Днем, когда я, набегавшись по морозу, греюсь на полатях, солнце золотит желтую клеенку стола, удмуртка сидит за столом и учит "У лукоморья дуб зеленый...".

Я быстрее ее запоминаю стих и поправляю ее, а она смеется и дает мне большую теплую картофелину.

Гречиха

Вот одно из лучших воспоминаний о жизни.

Я стою в кузове бортовой машины, уклоняюсь от мокрых еловых веток. Машина воет, истертые покрышки, как босые ноги, скользят по глине.

И вдруг машина вырывается на огромное, золотое с белым, поле гречихи. И запах, который никогда не вызвать памятью обоняния, теплый запах меда, даже горячий от резкости удара в лицо, охватывает меня.

Огромное поле белой ткани, и поперек продернута коричневая нитка дороги, пропадающая в следующем темном лесу.

В заливных лугах

Поздней весной в заливных вятских лугах лежат озера.

Дикие яблони, растущие по их берегам, цветут, и озера весь день похожи на спокойный пожар.

Ближе к сенокосу под цветами нарождаются плоды. Красота становится лишней, цветы падают в свое отражение. И на воде еще долго живут. Озера лежат белые, подвенечные, а ночью вспоминается саван.

Падает роса. Лепестки, как корабли, везущие слезы, покачиваются, касаясь друг друга.

Постепенно вода оседает, озера уходят в подземные реки. И как будто лепестки вместе с ними.

Вода в вятских родниках и колодцах круглый год пахнет цветами. Пьют эту воду кони и люди, птицы и звери, цветы и травы, дает эта вода жизнь всему сущему, всему живому.

Только мертвым не нужна вода. Поэтому место для них выбирают на взгорьях.

Передаю

Я шел быстро, но не с такой скоростью, чтобы проскочить мимо, когда он крикнул:

– Думай хоть немного!

Он не ожидал, что я остановлюсь; но обрадовался, что я задержался. Протянул крепкую сухую руку. Бесцветные глаза его выражали просьбу.
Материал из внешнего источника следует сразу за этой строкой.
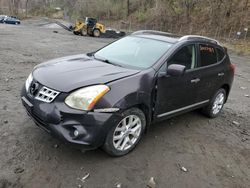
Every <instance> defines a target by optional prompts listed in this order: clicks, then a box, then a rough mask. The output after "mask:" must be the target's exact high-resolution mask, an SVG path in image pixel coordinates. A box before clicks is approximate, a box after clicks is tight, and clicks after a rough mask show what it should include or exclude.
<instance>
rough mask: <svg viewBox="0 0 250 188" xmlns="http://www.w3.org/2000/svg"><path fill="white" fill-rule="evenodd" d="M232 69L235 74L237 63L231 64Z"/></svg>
mask: <svg viewBox="0 0 250 188" xmlns="http://www.w3.org/2000/svg"><path fill="white" fill-rule="evenodd" d="M230 69H231V71H232V72H233V74H235V69H236V66H235V64H230Z"/></svg>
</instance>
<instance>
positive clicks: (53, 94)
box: [35, 86, 60, 103]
Я постоял и дернулся, чтобы идти дальше, но он удержал мою руку и виновато улыбнулся.

Я увидел седую щетину на подбородке, худую шею, старый китель с медными пуговицами и, не снимая руки, сказал:

– Я думаю. Как же иначе? Я что, обрызгал вас? (Было мокро.)

Он выпустил мою руку, двою вскинул к козырьку кепки и торжественно объявил:

– Триста пятый полк, Двенадцатая гвардейская! – Сник, уронил руку и добавил: – Сколько полегло...

Я не знал, что ответить, и сказал негромко:

– Ничего. Так уж... Что делать.

Еще помолчал и шагнул было, но он выпрямился и надменно произнес:

– Я не пьян! Фронтовые сто грамм.

Я пожал плечами – мол, я и не говорю, что вы пьяны, – и пошел.

Он догнал меня и торопливо, громко заговорил:

– Живите! Ладно, погибли. Гусеницы в крови! Вы молодые... Если что, мы хоть сейчас. Гвардейцы! Грудью! Живите! Понял? Передай своим.

Я кивнул и зашагал, а он кричал вслед:

– Передай по цепи! Слышишь?! Всем передай!..

Передаю.

Падает звезда...

Если успеть загадать желание, пока она не погасла, то желание исполнится. Есть, такая примета.

Я запрокидывал голову и до слез, не мигая, глядел с Земли на небо.

Одно желание было у меня, для исполнения которого были нужны звезды, – то, чтоб меня любили. Над всем остальным я считал себя властным.

Когда вспыхивал, сразу гаснущий, изогнутый след звезды, он возникал так быстро, что заученное наизусть желание: "Хочу, чтоб меня любила..." – отскакивало. Я успевал сказать только, не голосом – сердцем: "Люблю, люблю, люблю!"

Когда упадет моя звезда, то дай Бог какому-нибудь мальчишке, стоящему далеко-далеко внизу, на Земле, проговорить заветное желание. А моя звезда постарается погаснуть не так быстро, как те, на которые загадывал я.

Там, внизу

... Там, внизу, в тесноте узкого мокрого оврага гнули дуги и полозья для саней. Свершалось большое дело: дерево, обтесанное под нужный профиль, сгибалось, чтобы застыть в изгибе.

Заготовки, продолговатые дубовые плашки, распаривали в камере над котлом до потемнения. Они были так горячи, что к гибочному станку их торопливо несли в рукавицах. Один конец закрепляли в станке, другой привязывали к валу. Мужики наваливались на ворот и медленно ходили по кругу, каждый раз нагибаясь под канат.

"Хорош!" – кричал главный. Он скреплял концы лыком. Намертво согнутую дугу или полоз оттаскивали в сторону.

Некоторые заготовки не выдерживали, трескались. Их не выбрасывали. Их бросали в топку под котел.

Катина буква

Катя просила меня нарисовать букву, а сама не могла объяснить какую.